NVlabs/timeloop

# of reductions counts not as expected

hqjenny opened this issue · 0 comments

The total number of reductions currently is not equal to the theoretical total number of # elementwise ops (theoretical minimal) - # of outputs elements when we summed up the reductions.

Here are two examples:

  1. Temporal reduction enabled at both Register and GlobalBuffer level
MainMemory [ Weights:3072 (3072) Inputs:576 (576) Outputs:512 (512) ]
---------------------------------------------------------------------
| for P in [0:1)

GlobalBuffer [ Weights:3072 (3072) Inputs:576 (576) Outputs:512 (512) ]
-----------------------------------------------------------------------
|   for C in [0:32)
|     for K in [0:2)
|       for R in [0:3)
|         for K in [0:16) (Spatial-X)

RegisterFile [ Weights:1 (1) Inputs:16 (16) Outputs:16 (16) ]
-------------------------------------------------------------
|           for P in [0:16)

Given this mapping for Timeloop tutorial exercise 4. The # of temporal reductions at the RegisterFile level (for each instance) is 3040. It is calculated as 3072(content_accesses)+0(peer_accesses)-32 (partition_size)=3040. The content accesses are (P=16)*(R=3)*(K=2)*(C=32)=3072. The total # of reductions at the RegisterFile is 3040(reductions per instances)*16(instances)=48640. It would be correct if we assume there is no reduction capability at the GlobalBuffer level, but the # of temporal reductions at the Globalbuffer level is 15872 meaning there is reduction enabled at the GlobalBuffer level.
Therefore, the number of reductions at the RegisgterLevel is incorrect.

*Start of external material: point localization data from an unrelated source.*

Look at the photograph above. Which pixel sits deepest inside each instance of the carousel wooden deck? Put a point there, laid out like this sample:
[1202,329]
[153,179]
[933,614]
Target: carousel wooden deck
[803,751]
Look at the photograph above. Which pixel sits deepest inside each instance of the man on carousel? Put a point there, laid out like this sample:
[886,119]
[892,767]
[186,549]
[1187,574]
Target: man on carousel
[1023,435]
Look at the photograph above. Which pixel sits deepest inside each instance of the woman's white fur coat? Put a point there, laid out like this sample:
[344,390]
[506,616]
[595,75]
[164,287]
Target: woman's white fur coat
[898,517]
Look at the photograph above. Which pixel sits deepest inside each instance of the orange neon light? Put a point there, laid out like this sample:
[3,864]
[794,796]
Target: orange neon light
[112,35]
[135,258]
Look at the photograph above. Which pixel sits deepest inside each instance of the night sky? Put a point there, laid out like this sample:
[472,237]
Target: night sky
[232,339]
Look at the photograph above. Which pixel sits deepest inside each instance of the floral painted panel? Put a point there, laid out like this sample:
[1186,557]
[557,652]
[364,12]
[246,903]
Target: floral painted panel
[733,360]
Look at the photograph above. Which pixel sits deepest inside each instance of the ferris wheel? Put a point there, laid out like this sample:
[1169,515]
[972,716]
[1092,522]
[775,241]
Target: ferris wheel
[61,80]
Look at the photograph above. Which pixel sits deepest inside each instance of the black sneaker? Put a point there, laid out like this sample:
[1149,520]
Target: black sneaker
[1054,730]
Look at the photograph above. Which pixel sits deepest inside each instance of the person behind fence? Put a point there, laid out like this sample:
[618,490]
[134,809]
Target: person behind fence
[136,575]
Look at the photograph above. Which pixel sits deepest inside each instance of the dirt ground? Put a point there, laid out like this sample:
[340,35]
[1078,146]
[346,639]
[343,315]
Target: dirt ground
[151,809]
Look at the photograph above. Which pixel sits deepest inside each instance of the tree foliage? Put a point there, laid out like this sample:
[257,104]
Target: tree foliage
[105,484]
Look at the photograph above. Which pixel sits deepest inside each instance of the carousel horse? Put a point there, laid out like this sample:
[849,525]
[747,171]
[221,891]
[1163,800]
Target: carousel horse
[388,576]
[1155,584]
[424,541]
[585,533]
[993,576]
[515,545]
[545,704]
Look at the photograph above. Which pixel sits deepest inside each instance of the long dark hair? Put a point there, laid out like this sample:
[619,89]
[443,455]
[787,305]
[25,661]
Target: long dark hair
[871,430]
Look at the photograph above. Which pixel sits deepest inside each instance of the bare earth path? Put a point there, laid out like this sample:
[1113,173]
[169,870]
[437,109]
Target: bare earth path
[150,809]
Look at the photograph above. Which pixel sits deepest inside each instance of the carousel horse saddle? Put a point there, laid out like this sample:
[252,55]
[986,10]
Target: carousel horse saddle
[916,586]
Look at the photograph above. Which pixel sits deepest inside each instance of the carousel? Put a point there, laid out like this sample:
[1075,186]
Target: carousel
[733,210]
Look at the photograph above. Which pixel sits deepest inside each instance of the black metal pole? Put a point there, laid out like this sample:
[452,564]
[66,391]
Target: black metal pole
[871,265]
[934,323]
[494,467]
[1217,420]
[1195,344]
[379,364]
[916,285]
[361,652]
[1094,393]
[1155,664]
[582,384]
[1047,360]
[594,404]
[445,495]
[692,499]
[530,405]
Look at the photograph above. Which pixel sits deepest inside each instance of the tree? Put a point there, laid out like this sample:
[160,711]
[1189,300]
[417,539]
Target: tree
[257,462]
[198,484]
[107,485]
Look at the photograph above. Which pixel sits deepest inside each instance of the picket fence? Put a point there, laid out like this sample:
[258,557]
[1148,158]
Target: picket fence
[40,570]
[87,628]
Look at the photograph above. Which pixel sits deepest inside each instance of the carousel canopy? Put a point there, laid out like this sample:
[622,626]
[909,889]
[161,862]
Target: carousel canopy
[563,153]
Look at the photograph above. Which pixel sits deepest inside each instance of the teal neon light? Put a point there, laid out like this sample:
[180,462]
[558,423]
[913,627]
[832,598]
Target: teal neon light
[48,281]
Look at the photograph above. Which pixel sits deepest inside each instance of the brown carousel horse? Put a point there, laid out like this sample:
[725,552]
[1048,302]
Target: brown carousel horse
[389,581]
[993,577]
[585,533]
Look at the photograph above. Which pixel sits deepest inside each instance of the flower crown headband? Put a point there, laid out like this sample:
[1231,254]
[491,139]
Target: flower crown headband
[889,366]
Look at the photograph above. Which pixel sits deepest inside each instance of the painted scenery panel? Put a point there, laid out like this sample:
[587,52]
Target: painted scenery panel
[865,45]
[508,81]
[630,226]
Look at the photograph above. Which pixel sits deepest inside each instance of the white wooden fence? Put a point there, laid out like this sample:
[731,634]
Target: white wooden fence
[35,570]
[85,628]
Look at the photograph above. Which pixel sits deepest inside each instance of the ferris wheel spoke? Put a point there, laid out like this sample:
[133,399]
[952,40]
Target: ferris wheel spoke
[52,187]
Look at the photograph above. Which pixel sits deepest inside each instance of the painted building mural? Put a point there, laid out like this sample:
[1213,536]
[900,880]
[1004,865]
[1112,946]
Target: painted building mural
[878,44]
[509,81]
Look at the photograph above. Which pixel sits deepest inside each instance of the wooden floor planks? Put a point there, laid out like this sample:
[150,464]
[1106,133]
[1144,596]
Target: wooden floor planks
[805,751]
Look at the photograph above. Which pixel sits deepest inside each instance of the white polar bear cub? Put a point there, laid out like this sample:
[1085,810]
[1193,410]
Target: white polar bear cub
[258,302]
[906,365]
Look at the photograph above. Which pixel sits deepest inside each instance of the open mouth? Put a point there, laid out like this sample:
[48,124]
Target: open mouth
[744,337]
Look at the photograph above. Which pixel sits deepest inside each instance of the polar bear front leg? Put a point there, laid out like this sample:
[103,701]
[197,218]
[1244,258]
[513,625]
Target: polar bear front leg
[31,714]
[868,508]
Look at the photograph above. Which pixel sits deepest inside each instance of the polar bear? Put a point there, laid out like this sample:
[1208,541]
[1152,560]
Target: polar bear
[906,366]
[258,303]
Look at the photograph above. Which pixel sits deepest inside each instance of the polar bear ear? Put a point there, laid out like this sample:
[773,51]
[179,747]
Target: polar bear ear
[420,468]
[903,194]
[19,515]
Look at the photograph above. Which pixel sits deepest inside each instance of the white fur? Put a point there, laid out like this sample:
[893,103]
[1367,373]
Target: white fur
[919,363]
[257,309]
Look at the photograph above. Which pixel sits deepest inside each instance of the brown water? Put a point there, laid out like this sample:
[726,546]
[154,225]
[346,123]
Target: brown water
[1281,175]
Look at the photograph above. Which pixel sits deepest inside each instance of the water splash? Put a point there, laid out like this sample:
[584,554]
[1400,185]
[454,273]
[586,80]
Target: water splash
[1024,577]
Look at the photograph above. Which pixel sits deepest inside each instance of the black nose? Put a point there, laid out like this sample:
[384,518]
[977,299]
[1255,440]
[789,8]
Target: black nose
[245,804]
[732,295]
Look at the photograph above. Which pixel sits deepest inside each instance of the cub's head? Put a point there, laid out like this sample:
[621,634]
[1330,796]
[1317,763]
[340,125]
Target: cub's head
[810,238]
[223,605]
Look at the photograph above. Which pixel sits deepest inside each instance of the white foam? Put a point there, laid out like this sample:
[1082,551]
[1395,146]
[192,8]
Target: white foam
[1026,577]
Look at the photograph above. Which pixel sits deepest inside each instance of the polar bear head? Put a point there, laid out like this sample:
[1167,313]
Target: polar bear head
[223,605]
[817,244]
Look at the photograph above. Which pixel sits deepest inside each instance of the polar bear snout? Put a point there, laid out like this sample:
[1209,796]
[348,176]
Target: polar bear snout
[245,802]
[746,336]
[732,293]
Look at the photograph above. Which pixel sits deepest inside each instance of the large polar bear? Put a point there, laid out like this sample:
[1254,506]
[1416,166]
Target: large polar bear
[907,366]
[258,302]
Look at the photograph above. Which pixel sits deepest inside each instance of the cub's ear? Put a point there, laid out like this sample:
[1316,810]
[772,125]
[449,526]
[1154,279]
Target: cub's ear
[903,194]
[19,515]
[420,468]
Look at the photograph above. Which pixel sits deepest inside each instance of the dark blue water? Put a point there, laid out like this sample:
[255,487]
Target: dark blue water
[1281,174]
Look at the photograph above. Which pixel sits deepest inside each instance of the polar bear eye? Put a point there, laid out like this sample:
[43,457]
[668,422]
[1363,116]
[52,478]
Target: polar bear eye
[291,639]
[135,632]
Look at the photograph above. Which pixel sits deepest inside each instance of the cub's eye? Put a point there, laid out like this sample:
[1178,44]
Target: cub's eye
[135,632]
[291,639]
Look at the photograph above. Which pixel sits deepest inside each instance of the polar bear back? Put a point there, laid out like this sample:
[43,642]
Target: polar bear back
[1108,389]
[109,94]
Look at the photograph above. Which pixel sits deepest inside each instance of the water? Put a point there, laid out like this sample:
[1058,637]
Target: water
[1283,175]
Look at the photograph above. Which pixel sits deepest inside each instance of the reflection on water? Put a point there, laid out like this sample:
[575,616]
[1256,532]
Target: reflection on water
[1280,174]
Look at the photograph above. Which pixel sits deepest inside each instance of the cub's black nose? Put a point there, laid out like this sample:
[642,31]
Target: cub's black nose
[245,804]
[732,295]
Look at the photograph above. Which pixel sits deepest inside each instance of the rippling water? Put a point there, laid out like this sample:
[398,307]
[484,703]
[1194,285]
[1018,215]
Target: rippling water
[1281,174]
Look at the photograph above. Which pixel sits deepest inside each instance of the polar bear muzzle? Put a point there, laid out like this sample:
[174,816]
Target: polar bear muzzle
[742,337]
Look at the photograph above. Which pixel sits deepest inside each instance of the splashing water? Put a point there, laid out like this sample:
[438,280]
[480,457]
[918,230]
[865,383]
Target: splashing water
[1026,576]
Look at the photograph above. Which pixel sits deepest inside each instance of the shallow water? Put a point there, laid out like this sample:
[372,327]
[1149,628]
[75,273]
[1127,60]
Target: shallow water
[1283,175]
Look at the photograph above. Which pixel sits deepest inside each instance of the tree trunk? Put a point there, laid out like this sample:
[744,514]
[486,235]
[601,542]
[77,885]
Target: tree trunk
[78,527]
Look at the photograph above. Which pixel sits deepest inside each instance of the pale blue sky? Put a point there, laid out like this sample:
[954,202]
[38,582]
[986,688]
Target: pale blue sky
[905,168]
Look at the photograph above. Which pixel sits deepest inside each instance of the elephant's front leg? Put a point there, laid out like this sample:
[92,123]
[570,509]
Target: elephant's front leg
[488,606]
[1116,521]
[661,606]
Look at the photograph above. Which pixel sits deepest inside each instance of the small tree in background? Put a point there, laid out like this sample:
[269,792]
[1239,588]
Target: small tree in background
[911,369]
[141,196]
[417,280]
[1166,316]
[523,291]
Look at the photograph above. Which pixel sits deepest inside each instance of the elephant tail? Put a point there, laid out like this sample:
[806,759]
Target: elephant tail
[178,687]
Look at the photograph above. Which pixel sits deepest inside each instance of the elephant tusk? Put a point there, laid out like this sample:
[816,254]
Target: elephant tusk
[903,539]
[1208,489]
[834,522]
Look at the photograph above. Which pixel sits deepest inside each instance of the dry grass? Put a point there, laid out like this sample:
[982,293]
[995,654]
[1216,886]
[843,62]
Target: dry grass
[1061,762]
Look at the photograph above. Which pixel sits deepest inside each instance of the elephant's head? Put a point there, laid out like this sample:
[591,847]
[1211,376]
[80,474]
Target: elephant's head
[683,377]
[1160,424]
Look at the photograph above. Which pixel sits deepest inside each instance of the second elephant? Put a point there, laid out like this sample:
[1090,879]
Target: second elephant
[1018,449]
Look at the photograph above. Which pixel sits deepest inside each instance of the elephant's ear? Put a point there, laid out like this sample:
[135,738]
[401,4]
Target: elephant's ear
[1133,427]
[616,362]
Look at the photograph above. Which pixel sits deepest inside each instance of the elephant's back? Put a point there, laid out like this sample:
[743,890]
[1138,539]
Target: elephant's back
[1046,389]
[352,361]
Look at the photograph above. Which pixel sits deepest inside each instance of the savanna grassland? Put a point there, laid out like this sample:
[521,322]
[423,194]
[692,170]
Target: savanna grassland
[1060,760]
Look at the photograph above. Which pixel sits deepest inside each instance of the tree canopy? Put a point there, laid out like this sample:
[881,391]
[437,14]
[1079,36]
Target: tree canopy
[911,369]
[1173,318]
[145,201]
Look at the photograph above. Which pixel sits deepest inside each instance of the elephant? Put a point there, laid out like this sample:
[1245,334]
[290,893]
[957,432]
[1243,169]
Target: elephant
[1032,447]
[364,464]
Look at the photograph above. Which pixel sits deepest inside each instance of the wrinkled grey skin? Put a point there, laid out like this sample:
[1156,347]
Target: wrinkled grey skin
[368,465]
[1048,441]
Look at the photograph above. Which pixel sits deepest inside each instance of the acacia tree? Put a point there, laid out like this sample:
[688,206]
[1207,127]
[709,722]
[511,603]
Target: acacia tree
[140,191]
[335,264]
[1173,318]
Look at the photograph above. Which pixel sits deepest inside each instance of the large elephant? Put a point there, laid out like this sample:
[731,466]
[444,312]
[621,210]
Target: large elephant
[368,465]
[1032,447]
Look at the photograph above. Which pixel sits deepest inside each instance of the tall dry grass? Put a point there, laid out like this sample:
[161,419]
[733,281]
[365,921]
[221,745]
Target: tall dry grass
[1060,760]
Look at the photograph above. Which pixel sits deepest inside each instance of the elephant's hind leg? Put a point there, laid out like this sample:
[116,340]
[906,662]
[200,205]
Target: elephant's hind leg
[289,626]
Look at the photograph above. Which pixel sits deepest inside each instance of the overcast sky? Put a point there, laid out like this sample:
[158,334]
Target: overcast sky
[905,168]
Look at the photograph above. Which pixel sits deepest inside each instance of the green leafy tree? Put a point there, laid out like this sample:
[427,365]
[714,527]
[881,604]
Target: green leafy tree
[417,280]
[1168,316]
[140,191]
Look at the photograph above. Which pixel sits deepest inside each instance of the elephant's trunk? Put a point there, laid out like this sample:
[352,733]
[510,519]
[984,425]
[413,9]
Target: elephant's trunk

  1. Mapping that introduces spatial reductions
MainMemory [ Weights:3072 (3072) Inputs:576 (576) Outputs:512 (512) ]
---------------------------------------------------------------------
| for P in [0:1)

GlobalBuffer [ Weights:3072 (3072) Inputs:576 (576) Outputs:512 (512) ]
-----------------------------------------------------------------------
|   for C in [0:2)
|     for K in [0:32)
|       for R in [0:3)
|         for C in [0:16) (Spatial-X)

RegisterFile [ Weights:1 (1) Inputs:16 (16) Outputs:16 (16) ]
-------------------------------------------------------------
|           for P in [0:16)

The reported # of spatial reductions for this mapping is 15360. The # of temporal reduction at the RegisterFile level is 2560. At the GlobalBuffer level is 512. If we use the following formulation to calculate the # of reductions: 2560*16+512+15360=56832. There will be more reductions needed than the minimum.